King Krule (Photo: Gary Magill)

This past June, when Mount Kimbie performed at The Independent, I’m pretty sure everyone was thinking the same thing I was: “How awesome would it be if King Krule came out to sing vocals on ‘You Took Your Time’?” Well, that didn’t happen, but the next best thing was for King Krule to come treat us with two back-to-back nights of his own material at the very same venue. Clearly I wasn’t the only soul anticipating a local appearance from the elusive UK artist, as he sold out both of this week’s shows well in advance.

It’s been almost exactly three years since the world (or at least the Internet) caught wind of Archie Marshall’s debut single “Out Getting Ribs”. Following a name change and some well deserved press, the British baritone has made his case as the voice of his nation’s generation with a unique songwriting style that’s as bleak as it is inspiring. King Krule finally released his proper full length debut this year–6 Feel Under the Moon–in which his eclectic influences come into focus through a polished, transparent lens.

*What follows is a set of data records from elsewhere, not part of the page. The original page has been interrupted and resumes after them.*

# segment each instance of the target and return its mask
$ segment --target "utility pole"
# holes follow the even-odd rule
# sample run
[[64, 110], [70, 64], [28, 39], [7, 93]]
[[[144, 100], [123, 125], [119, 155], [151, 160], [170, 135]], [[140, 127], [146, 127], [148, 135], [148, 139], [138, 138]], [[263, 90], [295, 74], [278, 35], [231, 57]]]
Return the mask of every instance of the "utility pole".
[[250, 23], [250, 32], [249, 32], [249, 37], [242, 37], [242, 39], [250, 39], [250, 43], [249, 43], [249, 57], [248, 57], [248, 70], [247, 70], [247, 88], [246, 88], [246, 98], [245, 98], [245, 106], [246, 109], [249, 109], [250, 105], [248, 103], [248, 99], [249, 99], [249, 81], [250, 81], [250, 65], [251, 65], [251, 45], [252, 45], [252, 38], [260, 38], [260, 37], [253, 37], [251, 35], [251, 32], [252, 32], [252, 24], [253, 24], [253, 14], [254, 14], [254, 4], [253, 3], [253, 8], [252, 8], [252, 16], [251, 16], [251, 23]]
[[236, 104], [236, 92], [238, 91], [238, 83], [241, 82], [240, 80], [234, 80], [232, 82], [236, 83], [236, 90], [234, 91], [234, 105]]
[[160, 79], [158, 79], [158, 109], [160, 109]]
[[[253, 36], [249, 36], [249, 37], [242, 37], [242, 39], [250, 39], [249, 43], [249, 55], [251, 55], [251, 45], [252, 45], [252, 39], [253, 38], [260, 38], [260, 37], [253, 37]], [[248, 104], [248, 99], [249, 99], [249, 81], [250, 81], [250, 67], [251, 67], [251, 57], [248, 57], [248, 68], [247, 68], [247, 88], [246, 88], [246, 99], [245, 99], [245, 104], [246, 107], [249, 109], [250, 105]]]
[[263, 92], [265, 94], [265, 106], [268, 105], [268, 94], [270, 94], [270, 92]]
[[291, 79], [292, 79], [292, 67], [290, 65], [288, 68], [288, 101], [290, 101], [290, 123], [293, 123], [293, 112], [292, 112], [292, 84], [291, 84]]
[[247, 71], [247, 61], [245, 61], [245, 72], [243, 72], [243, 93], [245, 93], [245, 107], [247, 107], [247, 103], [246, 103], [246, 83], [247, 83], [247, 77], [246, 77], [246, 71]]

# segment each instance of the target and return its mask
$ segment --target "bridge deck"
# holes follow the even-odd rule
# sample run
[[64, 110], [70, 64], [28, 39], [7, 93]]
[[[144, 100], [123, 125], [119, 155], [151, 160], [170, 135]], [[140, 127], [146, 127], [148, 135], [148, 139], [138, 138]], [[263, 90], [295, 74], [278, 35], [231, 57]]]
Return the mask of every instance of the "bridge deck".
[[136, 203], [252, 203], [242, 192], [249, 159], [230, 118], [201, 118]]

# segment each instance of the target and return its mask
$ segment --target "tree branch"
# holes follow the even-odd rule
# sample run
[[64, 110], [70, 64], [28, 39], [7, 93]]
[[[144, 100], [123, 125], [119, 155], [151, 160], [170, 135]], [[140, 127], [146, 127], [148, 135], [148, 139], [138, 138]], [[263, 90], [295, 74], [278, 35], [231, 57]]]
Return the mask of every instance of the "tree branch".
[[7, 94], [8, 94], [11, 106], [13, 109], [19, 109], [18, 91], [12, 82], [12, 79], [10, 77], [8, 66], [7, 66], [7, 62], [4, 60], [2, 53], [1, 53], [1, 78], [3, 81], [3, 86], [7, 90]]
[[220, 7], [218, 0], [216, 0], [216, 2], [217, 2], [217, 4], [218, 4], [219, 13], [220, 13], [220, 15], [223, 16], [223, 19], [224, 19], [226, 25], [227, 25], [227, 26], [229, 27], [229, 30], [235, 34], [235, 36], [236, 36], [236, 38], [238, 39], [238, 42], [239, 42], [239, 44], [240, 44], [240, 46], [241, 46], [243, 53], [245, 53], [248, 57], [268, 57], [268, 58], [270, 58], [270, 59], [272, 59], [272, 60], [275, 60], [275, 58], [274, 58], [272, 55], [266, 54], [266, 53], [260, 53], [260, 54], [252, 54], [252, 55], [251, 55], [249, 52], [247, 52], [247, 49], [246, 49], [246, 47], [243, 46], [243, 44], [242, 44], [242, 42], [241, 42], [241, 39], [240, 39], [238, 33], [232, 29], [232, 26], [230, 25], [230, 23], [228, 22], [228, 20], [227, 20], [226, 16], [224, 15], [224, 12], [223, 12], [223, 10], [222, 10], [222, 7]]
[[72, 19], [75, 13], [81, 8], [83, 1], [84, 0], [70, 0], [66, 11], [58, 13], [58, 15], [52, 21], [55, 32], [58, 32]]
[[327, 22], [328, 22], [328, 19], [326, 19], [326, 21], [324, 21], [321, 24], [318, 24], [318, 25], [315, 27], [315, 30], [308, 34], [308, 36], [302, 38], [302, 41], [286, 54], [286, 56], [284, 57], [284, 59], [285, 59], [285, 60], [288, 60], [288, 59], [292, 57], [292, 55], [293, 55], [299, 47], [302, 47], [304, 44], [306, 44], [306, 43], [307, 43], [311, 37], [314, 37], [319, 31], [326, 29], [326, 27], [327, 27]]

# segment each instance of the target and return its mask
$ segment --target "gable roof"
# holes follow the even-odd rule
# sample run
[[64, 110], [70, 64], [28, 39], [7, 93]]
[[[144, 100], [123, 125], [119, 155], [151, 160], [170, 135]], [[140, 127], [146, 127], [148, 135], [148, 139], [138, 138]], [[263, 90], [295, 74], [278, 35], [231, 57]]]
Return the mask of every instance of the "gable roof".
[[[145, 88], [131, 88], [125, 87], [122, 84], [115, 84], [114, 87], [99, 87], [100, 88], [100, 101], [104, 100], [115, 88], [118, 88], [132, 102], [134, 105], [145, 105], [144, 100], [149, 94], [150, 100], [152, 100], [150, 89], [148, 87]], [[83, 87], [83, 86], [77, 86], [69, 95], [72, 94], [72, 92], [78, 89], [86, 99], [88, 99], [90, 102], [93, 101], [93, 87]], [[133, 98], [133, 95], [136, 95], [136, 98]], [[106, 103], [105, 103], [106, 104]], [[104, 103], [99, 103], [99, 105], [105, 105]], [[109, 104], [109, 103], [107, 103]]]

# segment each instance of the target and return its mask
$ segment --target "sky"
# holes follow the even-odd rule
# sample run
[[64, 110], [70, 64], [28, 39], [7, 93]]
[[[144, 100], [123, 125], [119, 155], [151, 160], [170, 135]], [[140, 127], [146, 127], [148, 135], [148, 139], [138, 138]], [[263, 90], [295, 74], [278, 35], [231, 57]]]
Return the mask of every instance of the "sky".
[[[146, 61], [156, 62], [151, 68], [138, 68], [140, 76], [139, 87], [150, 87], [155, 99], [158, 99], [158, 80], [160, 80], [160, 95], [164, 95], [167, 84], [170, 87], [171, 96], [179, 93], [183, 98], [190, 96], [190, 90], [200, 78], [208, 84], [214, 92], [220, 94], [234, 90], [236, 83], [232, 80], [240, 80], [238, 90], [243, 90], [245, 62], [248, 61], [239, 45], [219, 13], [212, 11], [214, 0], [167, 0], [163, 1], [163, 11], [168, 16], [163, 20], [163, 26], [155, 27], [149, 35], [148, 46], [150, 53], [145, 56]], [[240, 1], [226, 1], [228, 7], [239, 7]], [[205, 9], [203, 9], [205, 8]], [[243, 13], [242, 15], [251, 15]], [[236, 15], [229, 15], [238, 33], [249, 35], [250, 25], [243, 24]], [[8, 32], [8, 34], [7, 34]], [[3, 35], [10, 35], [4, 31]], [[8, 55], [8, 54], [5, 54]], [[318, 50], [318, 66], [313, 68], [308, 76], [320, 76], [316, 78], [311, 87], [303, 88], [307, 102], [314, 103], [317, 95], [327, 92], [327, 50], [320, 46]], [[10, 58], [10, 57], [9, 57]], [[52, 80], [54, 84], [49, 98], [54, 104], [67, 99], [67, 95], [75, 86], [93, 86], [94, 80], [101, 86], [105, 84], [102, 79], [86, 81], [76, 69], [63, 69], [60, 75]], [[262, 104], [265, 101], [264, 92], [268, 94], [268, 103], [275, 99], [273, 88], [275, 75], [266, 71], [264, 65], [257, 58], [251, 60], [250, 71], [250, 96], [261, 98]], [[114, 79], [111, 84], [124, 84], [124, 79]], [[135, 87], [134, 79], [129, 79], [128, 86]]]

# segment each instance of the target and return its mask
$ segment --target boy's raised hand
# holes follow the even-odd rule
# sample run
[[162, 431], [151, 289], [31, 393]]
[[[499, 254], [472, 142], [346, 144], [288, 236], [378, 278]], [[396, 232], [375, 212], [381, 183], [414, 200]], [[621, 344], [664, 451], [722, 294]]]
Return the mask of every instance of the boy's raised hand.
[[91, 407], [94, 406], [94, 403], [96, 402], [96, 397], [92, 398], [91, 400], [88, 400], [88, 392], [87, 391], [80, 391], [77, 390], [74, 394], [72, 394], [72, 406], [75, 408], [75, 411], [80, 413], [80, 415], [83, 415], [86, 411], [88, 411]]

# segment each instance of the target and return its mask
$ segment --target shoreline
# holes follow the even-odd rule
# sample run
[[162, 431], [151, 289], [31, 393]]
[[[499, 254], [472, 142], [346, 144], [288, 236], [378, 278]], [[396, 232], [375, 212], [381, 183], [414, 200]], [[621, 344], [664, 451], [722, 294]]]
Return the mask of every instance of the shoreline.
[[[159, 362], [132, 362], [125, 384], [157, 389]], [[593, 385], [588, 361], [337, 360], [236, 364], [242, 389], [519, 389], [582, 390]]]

King Krule didn’t stray too far from his standard setlist of recent material during Tuesday night’s show, kicking things off with back-to-back album cuts “Has This Hit?” and “Ceiling”. While he didn’t play any of his newest post-album singles, he did perform a few songs from his debut EP including “Bleak Blake”, “Noose of Jah City”, and “Portrait in Black and Blue”, which he saved for the encore.

The crowd was jittering through the jazzy LP standout “A Lizard State”, an update from his early Zoo Kid demos. He introduced the track by saying, “This song is about reptiles,” and led his three-piece backing band through a flawless false ending while he took a swig from his water bottle.

While Mr. Marshall spent most of his set showcasing his dexterous guitar skills, he occasionally opted to hold the mic in his hand and deliver his vocals in a more confrontational fashion, almost adopting the role of a young hip-hop performer.

The only thing on stage redder than Archie’s hair was a Nord Electro 3 keyboard that was prominently displayed in front. It was only utilized on one occasion, when Archie sat down to play keys on album centerpiece “Cementality”. He followed that up with an updated rendition of “Rock Bottom”, and concluded with back-to-back crowd-pleasers “Easy Easy” and “Out Getting Ribs”.

TOPS replaced Willis Earl Beal, who was originally scheduled as the Tuesday night opener. The Montreal guitar pop band played mostly unreleased songs, with a handful of offerings from their Tender Opposites debut. While the Canadian quartet did not disappoint, King Krule was most definitely the star of the evening, and quite possibly a highlight of the entire year. While you can’t always make out every word he’s saying, King Krule never sheds an ounce of intensity in his delivery. Even if you missed both of his San Francisco shows, it is impossible to turn a blind eye to this rising, albeit unlikely star.